Dalston Barden’s Boudoir. 24may08.
It is with a juvenescent coyness that New Bloods assume their positions, circling around one mic to the left of the stage, like a young, feminine Travelling Wilburys given to hanging around the kids playground after dark for exclusive use of the swings.
They begin with a short acapella number that barely acknowledges its audience, butyet instantly captures their attention. Perhaps it is the frailty and the honesty of the human voice working alone, or in delicate harmony, that makes it so much harder to ignore than instruments amplified to inner-ear troubling levels. To open with this suggests New Bloods know how to pace a set.

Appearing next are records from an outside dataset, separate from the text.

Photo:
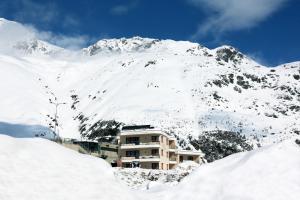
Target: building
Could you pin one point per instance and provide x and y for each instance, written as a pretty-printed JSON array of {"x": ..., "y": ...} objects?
[{"x": 146, "y": 147}]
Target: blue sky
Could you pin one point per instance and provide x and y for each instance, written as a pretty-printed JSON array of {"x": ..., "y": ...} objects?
[{"x": 268, "y": 30}]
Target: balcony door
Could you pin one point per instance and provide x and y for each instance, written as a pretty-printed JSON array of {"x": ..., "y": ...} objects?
[
  {"x": 133, "y": 140},
  {"x": 134, "y": 153}
]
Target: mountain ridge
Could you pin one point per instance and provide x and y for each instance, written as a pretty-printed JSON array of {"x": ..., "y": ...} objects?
[{"x": 181, "y": 87}]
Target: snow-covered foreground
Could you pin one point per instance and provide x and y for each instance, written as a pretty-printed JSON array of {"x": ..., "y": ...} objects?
[
  {"x": 39, "y": 169},
  {"x": 271, "y": 173}
]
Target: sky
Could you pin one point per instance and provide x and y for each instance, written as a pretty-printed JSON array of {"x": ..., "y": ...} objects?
[{"x": 266, "y": 30}]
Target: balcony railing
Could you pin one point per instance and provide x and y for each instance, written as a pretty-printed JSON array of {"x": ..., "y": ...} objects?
[
  {"x": 173, "y": 159},
  {"x": 141, "y": 157}
]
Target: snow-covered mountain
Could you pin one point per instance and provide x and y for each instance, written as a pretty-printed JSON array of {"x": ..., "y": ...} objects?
[{"x": 181, "y": 87}]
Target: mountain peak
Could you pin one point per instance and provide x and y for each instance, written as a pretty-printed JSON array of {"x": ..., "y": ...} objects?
[{"x": 121, "y": 45}]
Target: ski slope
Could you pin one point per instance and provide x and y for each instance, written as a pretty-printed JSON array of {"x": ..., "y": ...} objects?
[
  {"x": 35, "y": 169},
  {"x": 181, "y": 87}
]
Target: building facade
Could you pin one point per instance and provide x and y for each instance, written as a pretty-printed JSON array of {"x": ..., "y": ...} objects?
[{"x": 148, "y": 148}]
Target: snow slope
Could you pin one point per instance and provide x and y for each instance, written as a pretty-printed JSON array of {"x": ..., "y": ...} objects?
[
  {"x": 35, "y": 169},
  {"x": 271, "y": 172},
  {"x": 181, "y": 87}
]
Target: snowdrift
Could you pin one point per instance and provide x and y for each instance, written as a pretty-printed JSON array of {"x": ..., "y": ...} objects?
[
  {"x": 268, "y": 173},
  {"x": 37, "y": 169}
]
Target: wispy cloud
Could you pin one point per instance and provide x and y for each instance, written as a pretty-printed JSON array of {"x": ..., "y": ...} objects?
[
  {"x": 233, "y": 15},
  {"x": 123, "y": 9},
  {"x": 72, "y": 42},
  {"x": 37, "y": 11}
]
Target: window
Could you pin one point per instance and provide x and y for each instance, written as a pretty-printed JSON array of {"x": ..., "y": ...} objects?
[
  {"x": 135, "y": 154},
  {"x": 133, "y": 140},
  {"x": 127, "y": 165},
  {"x": 154, "y": 138},
  {"x": 154, "y": 165},
  {"x": 154, "y": 152},
  {"x": 190, "y": 158}
]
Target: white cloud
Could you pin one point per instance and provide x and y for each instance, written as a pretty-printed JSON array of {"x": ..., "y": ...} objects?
[
  {"x": 123, "y": 8},
  {"x": 234, "y": 15},
  {"x": 30, "y": 10},
  {"x": 12, "y": 32}
]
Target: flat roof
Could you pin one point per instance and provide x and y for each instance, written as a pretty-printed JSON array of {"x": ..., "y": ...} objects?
[
  {"x": 146, "y": 132},
  {"x": 190, "y": 152}
]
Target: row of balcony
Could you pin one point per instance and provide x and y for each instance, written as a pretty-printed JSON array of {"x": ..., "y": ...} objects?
[{"x": 140, "y": 143}]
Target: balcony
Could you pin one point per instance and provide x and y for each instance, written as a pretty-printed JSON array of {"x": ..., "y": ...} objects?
[
  {"x": 151, "y": 158},
  {"x": 140, "y": 145}
]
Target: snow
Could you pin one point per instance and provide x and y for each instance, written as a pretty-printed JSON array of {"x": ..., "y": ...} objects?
[
  {"x": 34, "y": 169},
  {"x": 165, "y": 83},
  {"x": 271, "y": 172},
  {"x": 145, "y": 179}
]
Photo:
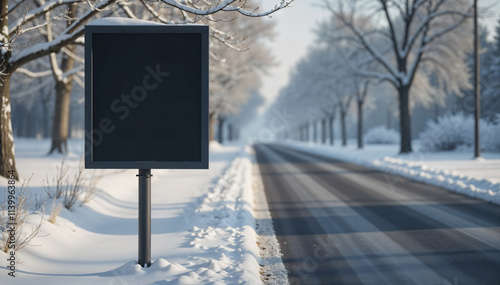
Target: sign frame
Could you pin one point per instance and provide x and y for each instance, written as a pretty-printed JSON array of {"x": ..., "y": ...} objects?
[{"x": 91, "y": 30}]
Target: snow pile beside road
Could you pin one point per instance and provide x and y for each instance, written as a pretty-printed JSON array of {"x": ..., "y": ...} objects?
[
  {"x": 203, "y": 228},
  {"x": 481, "y": 188},
  {"x": 484, "y": 189},
  {"x": 225, "y": 228}
]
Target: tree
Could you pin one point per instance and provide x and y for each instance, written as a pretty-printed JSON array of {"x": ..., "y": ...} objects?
[
  {"x": 416, "y": 36},
  {"x": 29, "y": 21},
  {"x": 235, "y": 69}
]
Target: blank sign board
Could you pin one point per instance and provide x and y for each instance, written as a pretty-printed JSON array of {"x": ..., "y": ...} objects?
[{"x": 146, "y": 97}]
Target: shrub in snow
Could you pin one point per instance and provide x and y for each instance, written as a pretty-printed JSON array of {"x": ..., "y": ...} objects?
[
  {"x": 457, "y": 131},
  {"x": 20, "y": 218},
  {"x": 381, "y": 135}
]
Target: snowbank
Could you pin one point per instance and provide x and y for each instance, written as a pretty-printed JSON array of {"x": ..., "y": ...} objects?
[
  {"x": 442, "y": 174},
  {"x": 203, "y": 226}
]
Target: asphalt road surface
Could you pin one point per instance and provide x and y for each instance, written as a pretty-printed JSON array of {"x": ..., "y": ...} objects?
[{"x": 339, "y": 223}]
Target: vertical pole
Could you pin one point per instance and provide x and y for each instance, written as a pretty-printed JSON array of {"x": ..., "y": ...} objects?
[
  {"x": 144, "y": 217},
  {"x": 477, "y": 90}
]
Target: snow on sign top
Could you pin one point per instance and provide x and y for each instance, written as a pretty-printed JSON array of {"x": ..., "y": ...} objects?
[
  {"x": 146, "y": 95},
  {"x": 120, "y": 21}
]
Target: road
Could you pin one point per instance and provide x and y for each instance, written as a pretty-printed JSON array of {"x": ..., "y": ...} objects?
[{"x": 339, "y": 223}]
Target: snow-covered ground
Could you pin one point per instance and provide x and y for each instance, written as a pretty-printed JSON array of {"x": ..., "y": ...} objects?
[
  {"x": 454, "y": 170},
  {"x": 203, "y": 225}
]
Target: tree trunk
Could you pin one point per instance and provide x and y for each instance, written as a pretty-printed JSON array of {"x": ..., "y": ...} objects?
[
  {"x": 331, "y": 130},
  {"x": 230, "y": 132},
  {"x": 404, "y": 120},
  {"x": 221, "y": 130},
  {"x": 323, "y": 130},
  {"x": 60, "y": 123},
  {"x": 7, "y": 155},
  {"x": 343, "y": 128},
  {"x": 360, "y": 124},
  {"x": 45, "y": 109},
  {"x": 315, "y": 131},
  {"x": 211, "y": 124}
]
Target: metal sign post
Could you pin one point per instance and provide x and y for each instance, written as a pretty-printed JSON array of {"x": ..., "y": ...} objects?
[
  {"x": 144, "y": 217},
  {"x": 146, "y": 103}
]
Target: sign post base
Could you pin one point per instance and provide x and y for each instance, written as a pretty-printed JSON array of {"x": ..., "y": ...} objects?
[{"x": 144, "y": 217}]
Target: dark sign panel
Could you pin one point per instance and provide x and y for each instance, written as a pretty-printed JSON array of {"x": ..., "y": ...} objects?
[{"x": 146, "y": 97}]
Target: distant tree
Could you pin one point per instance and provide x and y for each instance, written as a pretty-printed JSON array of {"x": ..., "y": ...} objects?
[
  {"x": 410, "y": 37},
  {"x": 26, "y": 21}
]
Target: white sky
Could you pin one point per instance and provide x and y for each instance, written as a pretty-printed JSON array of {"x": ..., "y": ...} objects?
[{"x": 294, "y": 34}]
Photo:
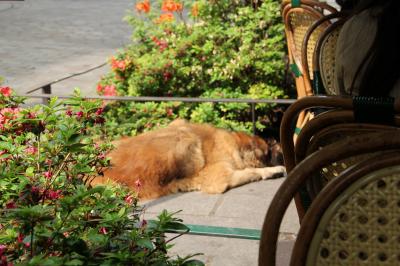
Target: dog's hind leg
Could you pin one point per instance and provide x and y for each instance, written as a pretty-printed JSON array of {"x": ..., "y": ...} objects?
[{"x": 247, "y": 175}]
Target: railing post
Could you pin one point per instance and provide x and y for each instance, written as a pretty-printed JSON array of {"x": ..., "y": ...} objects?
[
  {"x": 253, "y": 116},
  {"x": 46, "y": 89}
]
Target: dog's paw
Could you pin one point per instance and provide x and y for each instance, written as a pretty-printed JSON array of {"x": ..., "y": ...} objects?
[{"x": 274, "y": 172}]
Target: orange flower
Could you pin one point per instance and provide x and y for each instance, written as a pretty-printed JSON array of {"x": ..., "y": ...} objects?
[
  {"x": 195, "y": 10},
  {"x": 143, "y": 6},
  {"x": 167, "y": 17},
  {"x": 171, "y": 6}
]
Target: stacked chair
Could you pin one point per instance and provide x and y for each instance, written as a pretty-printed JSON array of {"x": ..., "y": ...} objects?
[{"x": 344, "y": 163}]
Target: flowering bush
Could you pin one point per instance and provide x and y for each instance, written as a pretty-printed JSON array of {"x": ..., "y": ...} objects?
[
  {"x": 49, "y": 214},
  {"x": 205, "y": 48}
]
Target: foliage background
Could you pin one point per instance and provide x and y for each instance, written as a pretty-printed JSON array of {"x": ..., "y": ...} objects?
[{"x": 213, "y": 49}]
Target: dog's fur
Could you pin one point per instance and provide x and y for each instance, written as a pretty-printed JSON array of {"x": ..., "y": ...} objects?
[{"x": 186, "y": 157}]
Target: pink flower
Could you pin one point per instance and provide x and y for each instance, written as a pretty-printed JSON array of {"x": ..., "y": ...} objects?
[
  {"x": 68, "y": 112},
  {"x": 129, "y": 199},
  {"x": 31, "y": 115},
  {"x": 2, "y": 249},
  {"x": 101, "y": 156},
  {"x": 138, "y": 184},
  {"x": 48, "y": 174},
  {"x": 103, "y": 230},
  {"x": 99, "y": 111},
  {"x": 99, "y": 88},
  {"x": 5, "y": 91},
  {"x": 170, "y": 112},
  {"x": 110, "y": 90},
  {"x": 11, "y": 205},
  {"x": 20, "y": 238},
  {"x": 53, "y": 195},
  {"x": 79, "y": 114},
  {"x": 35, "y": 189},
  {"x": 118, "y": 64},
  {"x": 143, "y": 223},
  {"x": 31, "y": 150}
]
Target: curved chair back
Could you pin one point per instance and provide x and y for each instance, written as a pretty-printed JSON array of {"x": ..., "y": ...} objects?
[
  {"x": 355, "y": 219},
  {"x": 362, "y": 144},
  {"x": 324, "y": 58},
  {"x": 347, "y": 114}
]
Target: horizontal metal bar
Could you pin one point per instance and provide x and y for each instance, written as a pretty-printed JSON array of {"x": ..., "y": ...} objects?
[
  {"x": 67, "y": 77},
  {"x": 219, "y": 231},
  {"x": 168, "y": 99}
]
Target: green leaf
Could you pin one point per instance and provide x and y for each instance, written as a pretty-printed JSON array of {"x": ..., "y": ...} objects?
[{"x": 145, "y": 243}]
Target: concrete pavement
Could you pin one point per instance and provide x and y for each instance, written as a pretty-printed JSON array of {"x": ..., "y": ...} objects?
[{"x": 44, "y": 40}]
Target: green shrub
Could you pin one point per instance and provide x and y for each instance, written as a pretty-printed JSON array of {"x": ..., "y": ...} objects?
[
  {"x": 49, "y": 214},
  {"x": 221, "y": 49}
]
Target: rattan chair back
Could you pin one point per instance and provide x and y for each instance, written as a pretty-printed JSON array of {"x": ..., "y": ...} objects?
[
  {"x": 293, "y": 156},
  {"x": 324, "y": 57},
  {"x": 355, "y": 219},
  {"x": 362, "y": 144}
]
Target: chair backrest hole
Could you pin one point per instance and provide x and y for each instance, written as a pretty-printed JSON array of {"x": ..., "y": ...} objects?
[
  {"x": 362, "y": 202},
  {"x": 382, "y": 203},
  {"x": 363, "y": 237},
  {"x": 382, "y": 220},
  {"x": 382, "y": 257},
  {"x": 381, "y": 184},
  {"x": 343, "y": 236},
  {"x": 362, "y": 219},
  {"x": 324, "y": 253},
  {"x": 343, "y": 254},
  {"x": 382, "y": 239},
  {"x": 362, "y": 255},
  {"x": 343, "y": 217}
]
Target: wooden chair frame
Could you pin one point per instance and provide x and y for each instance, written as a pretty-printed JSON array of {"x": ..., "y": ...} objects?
[
  {"x": 385, "y": 141},
  {"x": 286, "y": 132},
  {"x": 329, "y": 194}
]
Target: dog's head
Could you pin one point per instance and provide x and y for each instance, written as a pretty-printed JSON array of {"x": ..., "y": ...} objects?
[
  {"x": 269, "y": 152},
  {"x": 264, "y": 153}
]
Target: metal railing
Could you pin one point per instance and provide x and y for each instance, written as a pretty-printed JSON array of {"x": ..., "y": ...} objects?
[{"x": 251, "y": 102}]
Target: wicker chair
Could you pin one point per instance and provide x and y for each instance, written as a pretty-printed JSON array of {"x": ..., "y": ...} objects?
[
  {"x": 324, "y": 58},
  {"x": 320, "y": 29},
  {"x": 336, "y": 225},
  {"x": 298, "y": 17},
  {"x": 322, "y": 131}
]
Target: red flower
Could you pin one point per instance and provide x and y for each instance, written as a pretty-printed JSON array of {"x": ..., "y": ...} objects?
[
  {"x": 167, "y": 17},
  {"x": 5, "y": 91},
  {"x": 118, "y": 64},
  {"x": 195, "y": 10},
  {"x": 171, "y": 6},
  {"x": 143, "y": 6},
  {"x": 53, "y": 195}
]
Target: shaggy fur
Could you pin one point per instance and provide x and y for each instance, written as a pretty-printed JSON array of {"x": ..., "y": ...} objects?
[{"x": 187, "y": 157}]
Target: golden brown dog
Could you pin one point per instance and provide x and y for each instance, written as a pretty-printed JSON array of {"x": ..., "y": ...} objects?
[{"x": 186, "y": 157}]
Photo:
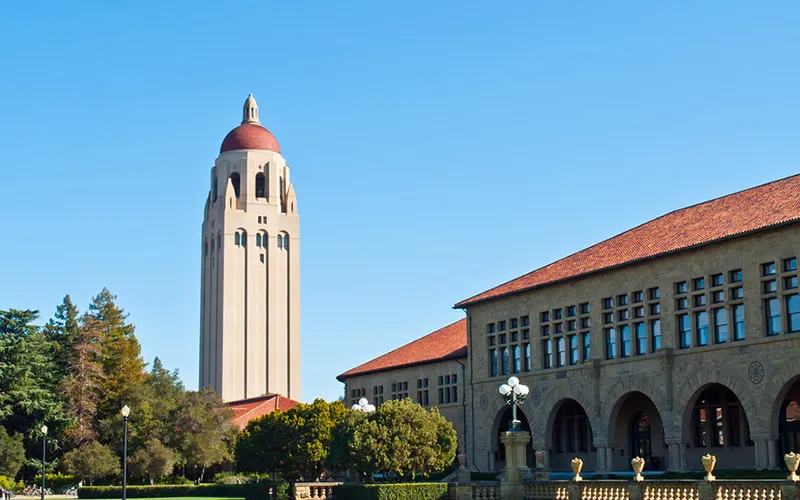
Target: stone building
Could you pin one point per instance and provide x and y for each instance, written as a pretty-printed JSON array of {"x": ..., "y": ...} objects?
[
  {"x": 677, "y": 338},
  {"x": 250, "y": 297}
]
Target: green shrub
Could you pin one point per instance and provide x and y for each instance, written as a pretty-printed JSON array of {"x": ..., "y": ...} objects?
[
  {"x": 401, "y": 491},
  {"x": 250, "y": 491},
  {"x": 57, "y": 483}
]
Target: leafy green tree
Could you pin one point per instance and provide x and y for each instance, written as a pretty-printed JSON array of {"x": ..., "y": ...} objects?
[
  {"x": 91, "y": 461},
  {"x": 82, "y": 382},
  {"x": 152, "y": 461},
  {"x": 120, "y": 355},
  {"x": 203, "y": 428},
  {"x": 29, "y": 395},
  {"x": 12, "y": 453}
]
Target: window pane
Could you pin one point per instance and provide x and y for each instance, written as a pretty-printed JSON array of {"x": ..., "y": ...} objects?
[{"x": 701, "y": 323}]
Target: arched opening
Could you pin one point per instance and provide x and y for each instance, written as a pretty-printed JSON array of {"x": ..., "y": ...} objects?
[
  {"x": 502, "y": 425},
  {"x": 718, "y": 424},
  {"x": 636, "y": 429},
  {"x": 570, "y": 437},
  {"x": 236, "y": 181},
  {"x": 789, "y": 419},
  {"x": 261, "y": 185}
]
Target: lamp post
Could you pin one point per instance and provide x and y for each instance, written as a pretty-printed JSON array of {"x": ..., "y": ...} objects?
[
  {"x": 44, "y": 455},
  {"x": 363, "y": 406},
  {"x": 514, "y": 393},
  {"x": 125, "y": 412}
]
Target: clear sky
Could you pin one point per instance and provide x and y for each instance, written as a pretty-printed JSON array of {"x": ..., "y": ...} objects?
[{"x": 437, "y": 148}]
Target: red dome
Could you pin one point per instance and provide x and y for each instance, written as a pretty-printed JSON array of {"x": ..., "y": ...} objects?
[{"x": 249, "y": 136}]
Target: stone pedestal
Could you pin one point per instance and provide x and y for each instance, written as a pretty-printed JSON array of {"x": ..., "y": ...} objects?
[{"x": 516, "y": 462}]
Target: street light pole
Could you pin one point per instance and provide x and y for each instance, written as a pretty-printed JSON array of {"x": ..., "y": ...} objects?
[
  {"x": 125, "y": 412},
  {"x": 44, "y": 456},
  {"x": 515, "y": 394}
]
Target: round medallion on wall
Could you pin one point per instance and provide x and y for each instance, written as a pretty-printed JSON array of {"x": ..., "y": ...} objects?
[
  {"x": 536, "y": 396},
  {"x": 755, "y": 372}
]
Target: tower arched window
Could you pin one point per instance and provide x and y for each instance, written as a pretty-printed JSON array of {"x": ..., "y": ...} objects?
[
  {"x": 261, "y": 185},
  {"x": 236, "y": 180}
]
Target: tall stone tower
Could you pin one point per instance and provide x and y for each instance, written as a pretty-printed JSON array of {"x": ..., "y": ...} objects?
[{"x": 250, "y": 309}]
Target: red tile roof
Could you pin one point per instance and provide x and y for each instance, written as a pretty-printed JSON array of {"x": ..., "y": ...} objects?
[
  {"x": 246, "y": 410},
  {"x": 447, "y": 343},
  {"x": 754, "y": 209}
]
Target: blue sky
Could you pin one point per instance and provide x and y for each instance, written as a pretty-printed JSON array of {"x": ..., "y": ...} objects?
[{"x": 437, "y": 148}]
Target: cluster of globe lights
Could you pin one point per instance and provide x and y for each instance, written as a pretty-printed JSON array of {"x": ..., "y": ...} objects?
[
  {"x": 363, "y": 406},
  {"x": 515, "y": 393}
]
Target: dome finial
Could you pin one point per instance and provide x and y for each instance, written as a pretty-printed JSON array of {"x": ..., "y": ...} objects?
[{"x": 250, "y": 111}]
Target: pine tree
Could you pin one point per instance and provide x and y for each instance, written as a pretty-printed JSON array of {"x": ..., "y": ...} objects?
[
  {"x": 82, "y": 382},
  {"x": 120, "y": 356}
]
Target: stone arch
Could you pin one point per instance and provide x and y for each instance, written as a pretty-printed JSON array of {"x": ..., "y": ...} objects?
[
  {"x": 692, "y": 388},
  {"x": 615, "y": 398},
  {"x": 774, "y": 391},
  {"x": 550, "y": 404}
]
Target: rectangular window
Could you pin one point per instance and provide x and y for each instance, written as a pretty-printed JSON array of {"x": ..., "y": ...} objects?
[
  {"x": 625, "y": 341},
  {"x": 793, "y": 312},
  {"x": 655, "y": 334},
  {"x": 516, "y": 357},
  {"x": 587, "y": 345},
  {"x": 641, "y": 338},
  {"x": 684, "y": 331},
  {"x": 720, "y": 325},
  {"x": 738, "y": 321},
  {"x": 526, "y": 348},
  {"x": 547, "y": 353},
  {"x": 611, "y": 343},
  {"x": 574, "y": 352},
  {"x": 701, "y": 324},
  {"x": 773, "y": 308},
  {"x": 562, "y": 354}
]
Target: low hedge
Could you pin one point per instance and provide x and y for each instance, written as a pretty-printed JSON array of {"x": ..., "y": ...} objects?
[
  {"x": 250, "y": 491},
  {"x": 398, "y": 491}
]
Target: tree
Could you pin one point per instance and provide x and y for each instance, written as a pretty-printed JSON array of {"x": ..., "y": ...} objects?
[
  {"x": 120, "y": 355},
  {"x": 91, "y": 461},
  {"x": 12, "y": 453},
  {"x": 203, "y": 428},
  {"x": 295, "y": 442},
  {"x": 82, "y": 381},
  {"x": 29, "y": 395},
  {"x": 152, "y": 461}
]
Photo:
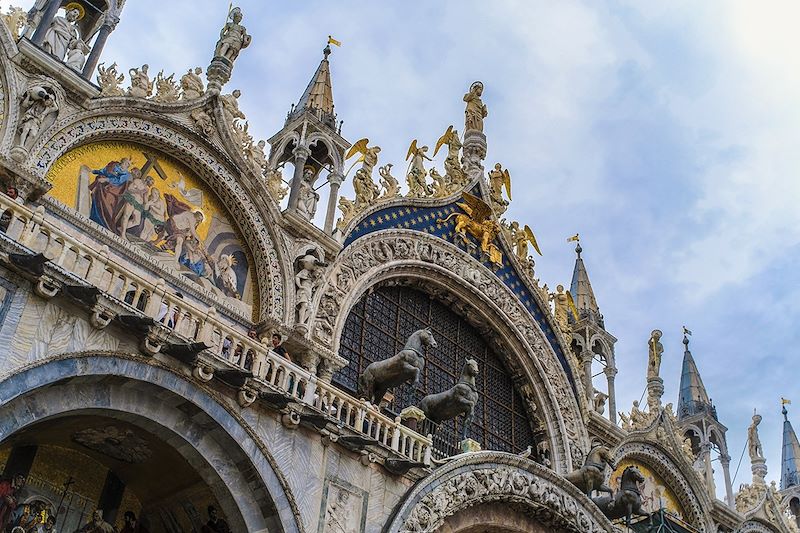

Falling into their more usual role as players, they still use their three voices to good effect, working with and against each other as each situation sees fit. However it is bassist Cassia Gammill who is the regular lead immersing a robust vocal anchor to the click and flip rhythms that smooth the serrations of post-punk and dub-soul and slides them alongside the unpolluted, endeavour-driven folk-funk.
They are a school assembly !!!; a Gil Scot Heron if he was to become sonneteer-in-residence at K Records; an Electrelane for a relatively sedate venture scout campfire freakout. While the non-linear escapades of Adee Robertson’s drumming and the keen sweep of Osa Atoe’s violin might occasionally start to blur songs together, they have a sound which can fuse the responses of the head, heart and feet, which is by no means an easy combination to get right.